According to a report from newswire Bloomberg, Toyota executive vice president Yasumori Ihara told reporters in Japan on Monday that the company would expand in Cambodia—as well as in Burma and Kenya—in a push to reach more customers in so-called “emerging markets.”
Toyota (Cambodia) Co. Ltd. general manager Ly Bunhay said the expansion would begin with a new showroom on Monivong Boulevard, near the junction with Mao Tse Toung Boulevard in Chamkar Mon district.
“We are going to expand more branches in the city,” he said, while remaining tight-lipped about when the showroom, Toyota’s second in Phnom Penh, would open.
“This one is in the city. Most of our customers live in that area,” he said.
Although he declined to give specific figures, Mr. Bunhay said that demand for new cars was increasing.
“As of now, the demand is increasing across Cambodia. As the income of the people increases, the prospects [for Toyota] are good,” he said, adding that he expected sales this year to be about double last year’s.
However, Mr. Bunhay pointed out that of the 32,000 newly registered cars last year, fewer than 10 percent were sold through authorized dealerships.
Still, more than a third of the cars sold in 2012 by authorized dealerships were Toyotas, he said.

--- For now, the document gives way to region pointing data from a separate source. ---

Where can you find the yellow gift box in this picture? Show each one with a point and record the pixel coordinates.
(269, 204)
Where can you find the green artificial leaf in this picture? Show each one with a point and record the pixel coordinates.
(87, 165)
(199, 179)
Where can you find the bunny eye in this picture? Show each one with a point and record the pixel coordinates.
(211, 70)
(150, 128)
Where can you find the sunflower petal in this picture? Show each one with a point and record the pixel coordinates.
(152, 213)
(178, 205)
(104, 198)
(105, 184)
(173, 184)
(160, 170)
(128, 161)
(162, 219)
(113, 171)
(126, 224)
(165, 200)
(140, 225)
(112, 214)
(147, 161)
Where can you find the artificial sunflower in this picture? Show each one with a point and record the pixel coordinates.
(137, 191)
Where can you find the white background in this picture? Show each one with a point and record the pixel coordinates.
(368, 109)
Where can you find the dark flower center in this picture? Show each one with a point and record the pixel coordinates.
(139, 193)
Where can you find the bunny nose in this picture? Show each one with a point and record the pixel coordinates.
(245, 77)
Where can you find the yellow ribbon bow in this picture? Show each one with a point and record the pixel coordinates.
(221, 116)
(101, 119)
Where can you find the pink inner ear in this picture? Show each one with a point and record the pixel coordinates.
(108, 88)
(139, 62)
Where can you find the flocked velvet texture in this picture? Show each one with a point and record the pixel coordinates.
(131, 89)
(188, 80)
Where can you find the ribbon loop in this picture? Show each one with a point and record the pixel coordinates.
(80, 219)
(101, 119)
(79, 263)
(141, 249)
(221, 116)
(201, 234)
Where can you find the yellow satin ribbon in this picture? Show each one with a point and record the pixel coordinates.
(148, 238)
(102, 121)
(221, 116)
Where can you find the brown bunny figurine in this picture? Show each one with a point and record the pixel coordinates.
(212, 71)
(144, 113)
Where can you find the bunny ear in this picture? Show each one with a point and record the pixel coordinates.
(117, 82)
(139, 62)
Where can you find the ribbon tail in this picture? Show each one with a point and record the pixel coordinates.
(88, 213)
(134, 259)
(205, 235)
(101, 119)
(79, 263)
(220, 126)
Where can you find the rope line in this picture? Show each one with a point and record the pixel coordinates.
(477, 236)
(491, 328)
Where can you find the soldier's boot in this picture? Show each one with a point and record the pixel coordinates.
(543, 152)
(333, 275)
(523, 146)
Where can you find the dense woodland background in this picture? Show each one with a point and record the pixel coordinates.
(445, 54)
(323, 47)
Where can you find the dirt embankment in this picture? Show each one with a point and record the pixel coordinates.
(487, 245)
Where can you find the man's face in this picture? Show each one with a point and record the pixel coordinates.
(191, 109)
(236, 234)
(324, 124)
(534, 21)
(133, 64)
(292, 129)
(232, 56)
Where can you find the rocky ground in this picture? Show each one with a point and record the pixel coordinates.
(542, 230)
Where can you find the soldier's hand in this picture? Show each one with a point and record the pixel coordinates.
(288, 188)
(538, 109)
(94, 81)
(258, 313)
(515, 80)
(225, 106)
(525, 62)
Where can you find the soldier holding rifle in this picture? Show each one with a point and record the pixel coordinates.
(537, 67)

Finn Viggo Gundersen, general manager of Envotech Co. Ltd., which is authorized to sell Land Rovers and Range Rovers in Cambodia, said that he was not confident that increasing the number of official dealerships in Phnom Penh would break the market dominance of the larger dealerships that sell unofficial imports.
“They are very strong for whatever reason,” he said, admitting that his dealership had sold at most half a dozen cars this year so far.
“We don’t sell many cars because of the gray market.”
Rami Sharaf, CEO of RMA, which is the authorized Ford dealer in Cambodia, and chairman of the Cambodia Automotive Industry Federation, said Ford’s three sales, service and parts outlets—two in Phnom Penh and one in Siem Reap—had seen business increase this year.
“There is an increase of the overall automobile market, but I don’t think we have a better ratio of authorized to unauthorized/ gray market sales,” he said.
Mr. Sharaf explained that authorized dealers had to spend millions of dollars building dealerships, while second hand and imported car sellers were simply operating “under a corrugated iron roof.”
“This is a clearly unfair competition we are facing,” he said.